Did you try how this works in practice? I could imagine an SGD-based circuit finder could be pretty efficient (compared to brute-force algorithms like ACDC), I'd love to see that comparison some day! (might be a project I should try!)

Edit: I remember @Buck and @dmz were suggesting something along those lines last year

Do you have a link to a writeup of Li et al. (2023) beyond the git repo?

[-]Joseph Miller18d10

Did you try how this works in practice? I could imagine an SGD-based circuit finder could be pretty efficient (compared to brute-force algorithms like ACDC), I'd love to see that comparison some day!

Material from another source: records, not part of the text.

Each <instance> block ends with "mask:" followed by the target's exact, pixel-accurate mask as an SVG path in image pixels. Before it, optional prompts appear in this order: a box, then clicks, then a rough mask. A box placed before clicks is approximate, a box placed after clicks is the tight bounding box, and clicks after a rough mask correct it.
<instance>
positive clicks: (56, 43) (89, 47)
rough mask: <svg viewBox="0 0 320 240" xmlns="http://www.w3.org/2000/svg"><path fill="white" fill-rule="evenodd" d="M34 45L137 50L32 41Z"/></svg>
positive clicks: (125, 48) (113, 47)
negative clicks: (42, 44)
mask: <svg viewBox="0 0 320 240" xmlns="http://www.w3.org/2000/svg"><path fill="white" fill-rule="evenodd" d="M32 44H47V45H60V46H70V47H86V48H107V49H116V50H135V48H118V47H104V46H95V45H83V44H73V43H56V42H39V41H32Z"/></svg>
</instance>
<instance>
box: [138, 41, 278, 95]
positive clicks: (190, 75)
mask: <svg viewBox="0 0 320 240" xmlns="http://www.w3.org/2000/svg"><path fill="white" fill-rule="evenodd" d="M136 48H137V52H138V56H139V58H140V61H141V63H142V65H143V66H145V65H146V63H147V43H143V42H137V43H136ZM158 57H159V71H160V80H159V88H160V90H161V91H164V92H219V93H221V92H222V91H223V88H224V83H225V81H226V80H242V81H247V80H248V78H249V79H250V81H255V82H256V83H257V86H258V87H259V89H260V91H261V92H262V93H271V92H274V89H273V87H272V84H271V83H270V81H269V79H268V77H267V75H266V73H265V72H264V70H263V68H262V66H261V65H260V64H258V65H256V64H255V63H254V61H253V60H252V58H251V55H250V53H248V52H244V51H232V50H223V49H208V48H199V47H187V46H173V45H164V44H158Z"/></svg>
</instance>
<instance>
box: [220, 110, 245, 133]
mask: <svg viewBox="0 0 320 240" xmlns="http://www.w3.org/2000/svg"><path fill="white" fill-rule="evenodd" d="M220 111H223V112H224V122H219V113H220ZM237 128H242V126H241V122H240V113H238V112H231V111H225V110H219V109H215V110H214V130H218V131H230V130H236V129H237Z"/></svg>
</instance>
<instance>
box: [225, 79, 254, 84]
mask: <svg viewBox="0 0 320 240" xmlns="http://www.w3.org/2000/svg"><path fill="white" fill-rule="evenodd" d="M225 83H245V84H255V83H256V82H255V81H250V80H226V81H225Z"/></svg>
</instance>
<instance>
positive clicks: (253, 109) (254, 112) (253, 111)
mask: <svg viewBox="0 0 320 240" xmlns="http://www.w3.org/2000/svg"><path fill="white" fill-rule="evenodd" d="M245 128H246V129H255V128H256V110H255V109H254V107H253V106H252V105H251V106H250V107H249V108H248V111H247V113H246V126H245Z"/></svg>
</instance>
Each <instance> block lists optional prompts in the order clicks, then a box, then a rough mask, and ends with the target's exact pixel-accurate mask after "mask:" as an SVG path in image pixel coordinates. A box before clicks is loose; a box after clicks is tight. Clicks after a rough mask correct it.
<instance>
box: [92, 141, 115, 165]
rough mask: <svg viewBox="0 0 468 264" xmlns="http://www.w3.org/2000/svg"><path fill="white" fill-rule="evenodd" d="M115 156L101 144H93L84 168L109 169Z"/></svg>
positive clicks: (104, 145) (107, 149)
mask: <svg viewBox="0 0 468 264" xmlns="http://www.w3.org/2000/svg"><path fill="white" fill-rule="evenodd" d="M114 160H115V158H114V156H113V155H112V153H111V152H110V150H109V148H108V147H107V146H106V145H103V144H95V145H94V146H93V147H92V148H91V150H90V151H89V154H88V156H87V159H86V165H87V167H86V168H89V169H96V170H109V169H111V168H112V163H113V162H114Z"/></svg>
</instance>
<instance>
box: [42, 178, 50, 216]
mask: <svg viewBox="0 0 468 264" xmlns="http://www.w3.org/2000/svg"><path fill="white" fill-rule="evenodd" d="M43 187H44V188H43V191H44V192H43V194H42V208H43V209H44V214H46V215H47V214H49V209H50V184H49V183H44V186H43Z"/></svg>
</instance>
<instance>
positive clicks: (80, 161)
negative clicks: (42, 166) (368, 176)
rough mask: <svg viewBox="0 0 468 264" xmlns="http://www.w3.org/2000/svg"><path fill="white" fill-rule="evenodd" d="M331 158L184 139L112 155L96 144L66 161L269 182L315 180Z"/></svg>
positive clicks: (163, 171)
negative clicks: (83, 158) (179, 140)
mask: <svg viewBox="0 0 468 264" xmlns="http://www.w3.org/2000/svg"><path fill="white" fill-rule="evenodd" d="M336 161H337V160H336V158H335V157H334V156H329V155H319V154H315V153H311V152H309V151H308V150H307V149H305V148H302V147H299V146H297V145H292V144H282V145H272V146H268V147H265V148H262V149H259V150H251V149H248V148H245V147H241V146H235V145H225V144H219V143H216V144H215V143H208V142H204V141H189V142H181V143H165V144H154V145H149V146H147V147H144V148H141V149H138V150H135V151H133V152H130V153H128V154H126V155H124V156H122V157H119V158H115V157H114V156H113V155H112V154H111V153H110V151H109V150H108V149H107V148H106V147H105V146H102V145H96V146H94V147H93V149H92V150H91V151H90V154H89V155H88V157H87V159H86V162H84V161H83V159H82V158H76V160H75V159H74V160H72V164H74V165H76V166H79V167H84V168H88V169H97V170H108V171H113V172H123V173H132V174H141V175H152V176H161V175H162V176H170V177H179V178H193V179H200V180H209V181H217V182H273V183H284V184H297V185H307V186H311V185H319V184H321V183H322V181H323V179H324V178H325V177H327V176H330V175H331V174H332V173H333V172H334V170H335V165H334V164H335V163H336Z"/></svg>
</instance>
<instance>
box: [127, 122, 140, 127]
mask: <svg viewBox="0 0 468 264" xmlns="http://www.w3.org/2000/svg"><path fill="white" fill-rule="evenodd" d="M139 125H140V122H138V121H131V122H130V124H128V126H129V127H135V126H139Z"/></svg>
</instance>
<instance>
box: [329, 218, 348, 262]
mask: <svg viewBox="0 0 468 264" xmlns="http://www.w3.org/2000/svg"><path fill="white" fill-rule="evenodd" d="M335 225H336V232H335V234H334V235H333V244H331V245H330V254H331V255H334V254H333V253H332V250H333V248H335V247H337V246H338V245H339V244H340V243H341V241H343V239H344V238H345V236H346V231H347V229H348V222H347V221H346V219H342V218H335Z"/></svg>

Yes it does work well! I did a kind of write up here but decided not to publish for various reasons.

https://arxiv.org/abs/2309.05973

Does this still work if there is a layer norm between the layers?

This works because the difference in input to the edge destination is equal to the difference in output of the source component.

This is key to why you can compute the patched inputs quickly, but it only holds without layer norm, right?

Yes you're correct that it does not work with LayerNorm between layers. I'm not aware of any models that do this. Are you?

It took me a second to understand why "edge patching" can work with only 1 forward pass. I'm rephrasing my understanding here in case it helps anyone else:

If we path patch node X in layer 1 to node Z in layer 3, then the only way to know what the input to node Z looks like without node X is to actually run a forward pass. Thus we need to run a forward pass for every target node that we want to receive a different set of inputs.
However, if we path patch (edge patch) node X in layer 1 to node Y in layer 2, then we can calculate the new input to node Y "by hand" (without running the model, i.e. cheaply): The input to node Y is just the sum of outputs in the previous layers. So you can skip all the "compute what the input would look like" forward passes.

I'm not sure if this is intentional but this explanation implies that edge patching can only be done between nodes in adjacent layers, which is not the case.